Court of Appeals of Tennessee, Nashville

February 22, 2017

IN RE ESTATE OF GERTRUDE BIBLE LINK

          Session September 20, 2016

         Appeal from the Chancery Court for Marion County No. 7677, PR135 Jeffrey F. Stewart, Chancellor

         This is an appeal from a jury trial in a will contest. The jury returned a verdict finding that the contested will was valid. The contestants have appealed, raising numerous issues and arguing that the evidence presented does not support the jury's verdict. We affirm.

         Tenn. R. App. P. 3 Appeal as of Right; Judgment of the Chancery Court Affirmed and Remanded

          Jackie Sharp, Jr. and Natalie R. Sharp, Nashville, Tennessee, for the appellants, Carlynn D. Newcom, Reed B. Durham, and Don E. Durham.

          Ronnie J. T. Blevins, II, Jasper, Tennessee, and Jared C. Smith, South Pittsburg, Tennessee, for the appellee, James Clifford Layne.

          Arnold B. Goldin, J., delivered the opinion of the Court, in which Richard H. Dinkins and Kenny Armstrong, JJ., joined.

          OPINION

          ARNOLD B. GOLDIN, JUDGE

         I. Background and Procedural History

         This is an action to contest the validity of a document purporting to be the last will and testament of Gertrude Bible Link. For clarity, we will briefly summarize Ms. Link's relevant family relationships before discussing the circumstances surrounding the document's execution and the procedural history of this case.

         Ms. Link was born on January 6, 1915. She graduated from Middle Tennessee State University and worked for many years as a schoolteacher in Marion County, Tennessee. She married Harlen Link in 1939, and they remained married until Mr. Link died in 1992. Although Ms. Link did not have any children, she maintained close relationships with her family. Ms. Link had a particularly close relationship with her younger sister, Cathryn Durham. Ms. Link and Ms. Durham attended college together and shared a life-long interest in gardening. They formed a local gardening club together and traveled to various flower and garden shows. Ms. Durham's children-Carlynn Newcom, Don Durham, and Reed Durham-also had close relationships with Ms. Link growing up. Clifford Layne is the son of Ms. Link's older sister, Bonnie Layne.[1] Mr. Layne has been a general sessions and municipal court judge in Marion County since 1974. As she grew older, Ms. Link relied on Mr. Layne for advice in ordering her legal and financial affairs.

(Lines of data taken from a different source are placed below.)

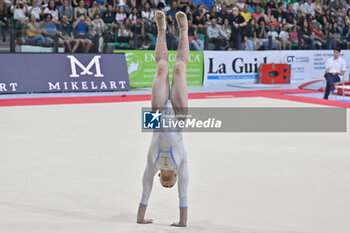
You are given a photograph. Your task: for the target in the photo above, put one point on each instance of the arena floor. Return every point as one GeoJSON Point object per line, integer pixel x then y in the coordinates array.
{"type": "Point", "coordinates": [78, 168]}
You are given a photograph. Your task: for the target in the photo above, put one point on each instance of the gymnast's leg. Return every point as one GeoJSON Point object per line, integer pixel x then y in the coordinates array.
{"type": "Point", "coordinates": [178, 93]}
{"type": "Point", "coordinates": [160, 87]}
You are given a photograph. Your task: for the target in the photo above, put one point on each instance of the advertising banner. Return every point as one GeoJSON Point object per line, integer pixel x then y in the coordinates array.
{"type": "Point", "coordinates": [310, 65]}
{"type": "Point", "coordinates": [28, 73]}
{"type": "Point", "coordinates": [235, 66]}
{"type": "Point", "coordinates": [142, 67]}
{"type": "Point", "coordinates": [222, 67]}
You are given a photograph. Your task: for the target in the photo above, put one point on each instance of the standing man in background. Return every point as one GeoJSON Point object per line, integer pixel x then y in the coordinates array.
{"type": "Point", "coordinates": [335, 69]}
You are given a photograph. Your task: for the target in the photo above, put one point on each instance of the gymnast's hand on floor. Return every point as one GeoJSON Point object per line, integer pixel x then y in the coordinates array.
{"type": "Point", "coordinates": [145, 221]}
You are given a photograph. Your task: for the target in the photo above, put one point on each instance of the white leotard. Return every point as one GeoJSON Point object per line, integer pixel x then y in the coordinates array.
{"type": "Point", "coordinates": [166, 152]}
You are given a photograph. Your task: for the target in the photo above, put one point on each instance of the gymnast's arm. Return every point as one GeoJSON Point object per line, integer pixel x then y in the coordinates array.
{"type": "Point", "coordinates": [147, 183]}
{"type": "Point", "coordinates": [183, 179]}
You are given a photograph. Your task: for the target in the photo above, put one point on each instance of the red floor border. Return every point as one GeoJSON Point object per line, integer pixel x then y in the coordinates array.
{"type": "Point", "coordinates": [274, 94]}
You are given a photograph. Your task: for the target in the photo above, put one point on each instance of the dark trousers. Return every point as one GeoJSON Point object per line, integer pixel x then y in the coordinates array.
{"type": "Point", "coordinates": [331, 79]}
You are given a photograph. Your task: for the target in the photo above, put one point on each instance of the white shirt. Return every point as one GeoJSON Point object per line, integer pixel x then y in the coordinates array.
{"type": "Point", "coordinates": [336, 66]}
{"type": "Point", "coordinates": [167, 152]}
{"type": "Point", "coordinates": [19, 13]}
{"type": "Point", "coordinates": [36, 11]}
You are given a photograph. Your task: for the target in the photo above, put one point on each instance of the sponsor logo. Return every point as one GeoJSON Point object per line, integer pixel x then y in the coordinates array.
{"type": "Point", "coordinates": [74, 62]}
{"type": "Point", "coordinates": [288, 59]}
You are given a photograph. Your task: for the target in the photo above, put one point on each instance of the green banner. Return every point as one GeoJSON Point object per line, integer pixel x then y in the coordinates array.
{"type": "Point", "coordinates": [142, 67]}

         In 1989, Ms. Link approached Mr. Layne for legal advice, and he referred her to Zach Kelly, a local attorney with whom he had a personal and professional relationship. Mr. Kelly drafted a will for Ms. Link, and she executed it in May 1989. Ms. Link's 1989 will named Mr. Layne as executor of her estate and, in pertinent part, provided that if she survived her husband, her property would be distributed in equal shares to Cathryn Durham, Carlynn Newcom, Reed Durham, Donald Durham, and Clifford Layne.

         In 1996, Ms. Link asked Mr. Layne if he would be willing to serve as her attorney-in-fact. Once again, he referred her to Mr. Kelly. Mr. Kelly drafted a general power of attorney authorizing Mr. Layne to act on Ms. Link's behalf in all matters, and Ms. Link executed it in March 1996. At trial, Mr. Layne testified that he drove Ms. Link to Mr. Kelly's office to execute the power of attorney and waited in the lobby while she met with Mr. Kelly. Although the document was effective upon execution, there is no evidence that Mr. Layne acted as Ms. Link's attorney-in-fact prior to 2001.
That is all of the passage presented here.